For the Richmond School Board, changing the name may have improved the district’s chances of an ex-presidential visit while getting rid of a name that honors a Confederate war hero.

The board voted 6-1 to rename the elementary school, capping a two-month drive to remove J.E.B. Stuart, a renowned cavalry commander who died in the 1864 Battle of Yellow Tavern and whose role in the South’s defeat at Gettysburg remains a topic of debate among historians.

The move came even though a June 12 vote by students at the elementary school showed that 190 wanted to rename their school “Northside,” the name of the neighborhood, with 166 voting for “Barack Obama” and 127 for “Wishtree.”

Then again, Mr. Obama might have had the inside track: Mr.
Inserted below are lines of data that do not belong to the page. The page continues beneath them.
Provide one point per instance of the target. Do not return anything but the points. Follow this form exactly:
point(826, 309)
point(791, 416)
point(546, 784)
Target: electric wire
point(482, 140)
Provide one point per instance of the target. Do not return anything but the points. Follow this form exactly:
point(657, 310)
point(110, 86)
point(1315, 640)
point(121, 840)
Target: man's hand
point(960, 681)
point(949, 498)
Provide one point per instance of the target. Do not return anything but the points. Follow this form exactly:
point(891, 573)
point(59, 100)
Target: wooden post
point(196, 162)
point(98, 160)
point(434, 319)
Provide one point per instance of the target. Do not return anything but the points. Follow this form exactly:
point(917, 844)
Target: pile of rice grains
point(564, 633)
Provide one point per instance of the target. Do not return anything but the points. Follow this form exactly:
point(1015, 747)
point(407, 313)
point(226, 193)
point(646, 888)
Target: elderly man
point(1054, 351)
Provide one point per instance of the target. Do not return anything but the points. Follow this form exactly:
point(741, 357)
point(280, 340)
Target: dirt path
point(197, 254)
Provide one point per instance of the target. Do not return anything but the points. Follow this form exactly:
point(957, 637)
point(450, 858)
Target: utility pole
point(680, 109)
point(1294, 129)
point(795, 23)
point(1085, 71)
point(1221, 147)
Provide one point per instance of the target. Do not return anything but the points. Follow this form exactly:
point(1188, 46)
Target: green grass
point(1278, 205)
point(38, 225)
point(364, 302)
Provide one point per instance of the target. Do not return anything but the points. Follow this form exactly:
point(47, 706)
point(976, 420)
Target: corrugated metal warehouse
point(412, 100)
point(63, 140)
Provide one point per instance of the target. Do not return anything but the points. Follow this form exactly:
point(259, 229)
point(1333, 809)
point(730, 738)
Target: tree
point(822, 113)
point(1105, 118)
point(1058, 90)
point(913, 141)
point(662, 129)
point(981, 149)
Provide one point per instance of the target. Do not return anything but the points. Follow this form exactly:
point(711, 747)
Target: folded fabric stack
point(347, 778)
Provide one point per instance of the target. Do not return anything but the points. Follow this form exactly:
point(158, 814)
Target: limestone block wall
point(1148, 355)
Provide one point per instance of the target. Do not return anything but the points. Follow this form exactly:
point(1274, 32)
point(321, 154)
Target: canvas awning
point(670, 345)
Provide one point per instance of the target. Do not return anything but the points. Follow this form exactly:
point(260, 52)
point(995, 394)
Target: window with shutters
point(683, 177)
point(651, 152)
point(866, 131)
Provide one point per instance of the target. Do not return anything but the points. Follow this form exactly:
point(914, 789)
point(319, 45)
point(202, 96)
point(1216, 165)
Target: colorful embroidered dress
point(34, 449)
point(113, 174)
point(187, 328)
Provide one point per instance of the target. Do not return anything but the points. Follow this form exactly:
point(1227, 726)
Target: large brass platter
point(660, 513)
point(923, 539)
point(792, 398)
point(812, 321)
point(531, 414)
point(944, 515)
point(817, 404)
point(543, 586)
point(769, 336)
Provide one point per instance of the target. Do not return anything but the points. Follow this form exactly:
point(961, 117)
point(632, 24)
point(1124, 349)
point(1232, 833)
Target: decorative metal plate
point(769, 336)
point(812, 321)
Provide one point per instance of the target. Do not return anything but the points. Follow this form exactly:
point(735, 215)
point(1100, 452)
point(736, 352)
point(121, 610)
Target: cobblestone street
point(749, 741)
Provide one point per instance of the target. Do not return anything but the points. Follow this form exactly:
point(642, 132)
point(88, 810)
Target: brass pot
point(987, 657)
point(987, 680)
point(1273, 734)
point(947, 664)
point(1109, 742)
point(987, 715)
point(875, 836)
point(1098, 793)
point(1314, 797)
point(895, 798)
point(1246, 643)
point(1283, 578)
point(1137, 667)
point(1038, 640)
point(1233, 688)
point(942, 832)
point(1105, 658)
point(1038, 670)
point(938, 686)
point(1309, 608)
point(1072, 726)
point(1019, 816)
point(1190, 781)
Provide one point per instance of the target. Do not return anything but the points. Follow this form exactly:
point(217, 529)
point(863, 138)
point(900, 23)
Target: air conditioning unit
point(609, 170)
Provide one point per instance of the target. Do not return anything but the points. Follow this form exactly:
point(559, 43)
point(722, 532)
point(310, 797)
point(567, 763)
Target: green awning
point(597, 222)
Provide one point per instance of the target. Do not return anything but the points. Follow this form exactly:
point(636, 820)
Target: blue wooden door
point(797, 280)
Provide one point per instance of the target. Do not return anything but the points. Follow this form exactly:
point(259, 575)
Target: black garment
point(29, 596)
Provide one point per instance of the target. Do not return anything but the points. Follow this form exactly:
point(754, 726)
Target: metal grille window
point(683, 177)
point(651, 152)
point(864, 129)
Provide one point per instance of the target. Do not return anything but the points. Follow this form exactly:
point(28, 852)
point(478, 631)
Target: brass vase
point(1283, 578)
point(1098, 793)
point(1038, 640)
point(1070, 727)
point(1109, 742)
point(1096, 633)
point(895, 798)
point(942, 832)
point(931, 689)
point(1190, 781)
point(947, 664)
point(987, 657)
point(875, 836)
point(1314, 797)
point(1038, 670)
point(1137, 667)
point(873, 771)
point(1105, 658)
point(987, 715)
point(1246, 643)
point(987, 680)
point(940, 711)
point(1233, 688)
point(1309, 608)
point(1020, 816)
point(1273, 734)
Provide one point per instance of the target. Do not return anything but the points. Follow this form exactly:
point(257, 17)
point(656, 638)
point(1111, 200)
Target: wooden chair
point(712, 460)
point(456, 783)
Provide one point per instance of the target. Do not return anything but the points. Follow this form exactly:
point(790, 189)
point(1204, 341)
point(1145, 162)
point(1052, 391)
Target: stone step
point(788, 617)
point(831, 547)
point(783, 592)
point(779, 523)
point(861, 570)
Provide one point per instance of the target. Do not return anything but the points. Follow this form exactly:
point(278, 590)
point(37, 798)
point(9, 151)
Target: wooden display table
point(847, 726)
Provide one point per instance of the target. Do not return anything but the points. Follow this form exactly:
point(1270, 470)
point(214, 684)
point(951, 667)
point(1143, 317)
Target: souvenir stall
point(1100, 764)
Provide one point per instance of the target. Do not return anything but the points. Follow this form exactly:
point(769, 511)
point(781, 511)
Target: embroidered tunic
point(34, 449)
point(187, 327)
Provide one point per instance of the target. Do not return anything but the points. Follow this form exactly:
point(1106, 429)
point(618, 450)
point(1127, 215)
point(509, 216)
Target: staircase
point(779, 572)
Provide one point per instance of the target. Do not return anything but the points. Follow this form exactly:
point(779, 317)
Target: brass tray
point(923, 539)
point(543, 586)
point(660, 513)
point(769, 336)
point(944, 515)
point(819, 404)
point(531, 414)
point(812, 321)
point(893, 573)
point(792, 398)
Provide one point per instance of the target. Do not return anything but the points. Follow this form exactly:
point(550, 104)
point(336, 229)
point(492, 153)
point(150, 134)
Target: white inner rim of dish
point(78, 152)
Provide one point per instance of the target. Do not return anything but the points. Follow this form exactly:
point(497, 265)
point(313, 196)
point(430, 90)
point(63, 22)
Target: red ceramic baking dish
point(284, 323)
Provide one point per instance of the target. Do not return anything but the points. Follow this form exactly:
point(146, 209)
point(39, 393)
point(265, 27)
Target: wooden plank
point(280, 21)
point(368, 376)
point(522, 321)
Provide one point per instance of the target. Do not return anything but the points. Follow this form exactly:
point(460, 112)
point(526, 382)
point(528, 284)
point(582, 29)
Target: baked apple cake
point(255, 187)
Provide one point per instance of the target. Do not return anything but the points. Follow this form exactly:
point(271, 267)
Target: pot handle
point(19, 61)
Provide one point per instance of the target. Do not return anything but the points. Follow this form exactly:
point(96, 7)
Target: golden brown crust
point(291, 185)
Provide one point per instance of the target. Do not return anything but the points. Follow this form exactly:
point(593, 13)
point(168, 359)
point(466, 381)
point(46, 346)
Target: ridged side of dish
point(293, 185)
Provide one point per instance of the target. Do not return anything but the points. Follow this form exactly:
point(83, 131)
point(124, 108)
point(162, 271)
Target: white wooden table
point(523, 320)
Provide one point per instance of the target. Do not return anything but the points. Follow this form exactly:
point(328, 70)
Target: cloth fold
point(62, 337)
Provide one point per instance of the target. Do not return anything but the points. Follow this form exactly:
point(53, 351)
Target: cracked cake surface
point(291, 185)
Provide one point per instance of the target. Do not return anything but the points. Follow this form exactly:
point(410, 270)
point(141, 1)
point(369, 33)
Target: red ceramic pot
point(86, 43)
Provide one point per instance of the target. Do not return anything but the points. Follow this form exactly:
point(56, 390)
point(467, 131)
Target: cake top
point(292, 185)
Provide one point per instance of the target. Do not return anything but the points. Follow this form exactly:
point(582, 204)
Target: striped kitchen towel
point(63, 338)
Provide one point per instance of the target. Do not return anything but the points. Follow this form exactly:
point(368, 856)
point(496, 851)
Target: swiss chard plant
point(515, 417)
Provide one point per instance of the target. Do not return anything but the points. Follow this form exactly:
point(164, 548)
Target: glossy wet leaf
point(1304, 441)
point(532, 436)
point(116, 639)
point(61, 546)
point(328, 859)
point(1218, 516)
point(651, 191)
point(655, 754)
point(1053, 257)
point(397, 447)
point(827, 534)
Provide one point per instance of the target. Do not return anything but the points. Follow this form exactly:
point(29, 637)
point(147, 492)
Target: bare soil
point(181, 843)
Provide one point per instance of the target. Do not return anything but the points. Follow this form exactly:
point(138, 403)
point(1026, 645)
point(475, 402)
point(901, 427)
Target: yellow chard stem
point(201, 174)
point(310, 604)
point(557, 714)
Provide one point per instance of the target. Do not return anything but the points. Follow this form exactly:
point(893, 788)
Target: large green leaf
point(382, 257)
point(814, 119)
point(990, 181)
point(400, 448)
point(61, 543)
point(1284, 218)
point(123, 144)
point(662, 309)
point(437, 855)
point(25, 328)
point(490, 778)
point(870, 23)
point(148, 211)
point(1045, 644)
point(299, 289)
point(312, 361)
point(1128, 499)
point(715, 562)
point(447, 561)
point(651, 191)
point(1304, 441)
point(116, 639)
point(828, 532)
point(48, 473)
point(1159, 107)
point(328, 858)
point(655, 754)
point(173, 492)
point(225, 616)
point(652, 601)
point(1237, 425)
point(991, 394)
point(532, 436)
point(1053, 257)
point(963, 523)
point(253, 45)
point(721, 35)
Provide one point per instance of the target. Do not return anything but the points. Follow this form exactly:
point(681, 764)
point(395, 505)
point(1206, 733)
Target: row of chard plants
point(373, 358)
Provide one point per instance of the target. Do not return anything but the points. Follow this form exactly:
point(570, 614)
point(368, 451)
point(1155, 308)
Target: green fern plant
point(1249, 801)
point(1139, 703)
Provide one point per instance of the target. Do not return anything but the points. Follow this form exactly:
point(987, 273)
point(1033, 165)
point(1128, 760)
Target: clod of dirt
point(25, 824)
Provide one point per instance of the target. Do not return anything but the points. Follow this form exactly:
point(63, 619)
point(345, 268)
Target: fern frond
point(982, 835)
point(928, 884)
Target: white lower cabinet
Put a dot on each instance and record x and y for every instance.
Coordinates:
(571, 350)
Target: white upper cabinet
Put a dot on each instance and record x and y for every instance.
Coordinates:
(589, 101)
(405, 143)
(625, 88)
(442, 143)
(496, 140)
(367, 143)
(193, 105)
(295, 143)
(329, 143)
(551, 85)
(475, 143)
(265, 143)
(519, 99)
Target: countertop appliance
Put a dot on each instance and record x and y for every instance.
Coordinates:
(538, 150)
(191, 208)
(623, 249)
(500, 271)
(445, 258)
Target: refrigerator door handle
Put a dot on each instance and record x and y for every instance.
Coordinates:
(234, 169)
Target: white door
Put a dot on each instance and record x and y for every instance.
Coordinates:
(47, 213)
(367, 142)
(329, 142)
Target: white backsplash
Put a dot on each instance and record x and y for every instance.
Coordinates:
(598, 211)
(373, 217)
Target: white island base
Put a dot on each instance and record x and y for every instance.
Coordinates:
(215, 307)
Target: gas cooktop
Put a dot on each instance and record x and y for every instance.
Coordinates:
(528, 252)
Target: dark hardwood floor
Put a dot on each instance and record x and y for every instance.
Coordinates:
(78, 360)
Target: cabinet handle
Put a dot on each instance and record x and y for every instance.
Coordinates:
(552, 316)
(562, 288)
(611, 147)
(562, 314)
Kamras served as an educational adviser to the 2008 Obama presidential campaign.

“I’m thrilled that the students of J.E.B. Stuart — who recommended Barack Obama as one of their top choices for the new name — will now have the opportunity to attend a school that honors a leader who represents the great promise of America,” Mr. Kamras said in a statement.

The original list of seven choices included the names of four local political and civil-rights leaders, but the students went with Northside, a reference to the neighborhood on the north end of town.

Even though Northside was the students’ choice, the administration recommended honoring the former president,” and “the School Board, as it has consistently done since the new administration took over in February, approved the recommendation,” the Richmond Times-Dispatch said.

Board member Kenya Gibson, who cast the lone dissenting vote, said later that while Mr. Obama’s presidency “was incredible and deserves recognition,” so do important Richmond figures.

“We have so many local leaders that deserve recognition: Albert Norrell, Oliver Hill, Henry Marsh, Barbara Grey, and so many others,” Ms. Gibson said in a Facebook post. “I am thrilled that we are renaming J.E.B. Stuart. Let this also be a lesson for us as adults — it is our responsibility to ensure our local heroes live on by teaching these stories to our children.”

Changing the name of the school, which has a student population that is about 95 percent black, will cost an estimated $26,000.